Confessions of a Former Child: A Therapist's Memoir

Among the many pitfalls that can befall memoir, there are special classes of pitfall reserved for memoirs by therapists. Because the writers come armed with arsenals of theoretical know-how, they can be overly brooding, full of false epiphany, or highly academic. They can navel-gaze, stare into a wistful distance, or endlessly deconstruct themselves in search of object lessons. Occasionally, some of these formulas work, and sometimes they are pleasing and insightful, but what's refreshing about Daniel Tomasulo's memoir is that it celebrates emotional complexity without seeming to do any of these things. Though written by a therapist, it seems only to be recounting a life with generous humor and a gentle wisdom acquired in hindsight. Tomasulo, who lost his father to a heart attack and his mother to cancer, meditates on other losses as well: some as large as losing friends and patients to heroin, others as small as the pain of throwing away old running shoes. And as a man of Italian and Irish ancestry living in New Jersey, Tomasulo offers linked vignettes with a "regular-guy" simplicity that comes off as generous, slightly gritty, and down-to-earth.

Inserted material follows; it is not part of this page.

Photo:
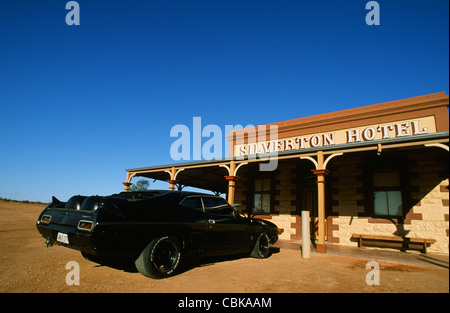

As his stories leapfrog through time, it becomes apparent that he has a simple guiding philosophy: it is possible to live in the past and present at once, and that it's possible to feel contradictory feelings at the same time. Living with complexity is his sense of resolution. The stories aren't really pat, but what Tomasulo occasionally seems to lack in theoretical depth, he makes up for in warmth. Holding his newborn daughter in his arms for the first time, he feels the wide expansion of both present and past in the miracle of her body. At once, a rueful kicker: "It was at this very moment I realized I had become a father, that Nancy and I were now part of a family, and that my keys were locked in a car outside the emergency room with the motor still running."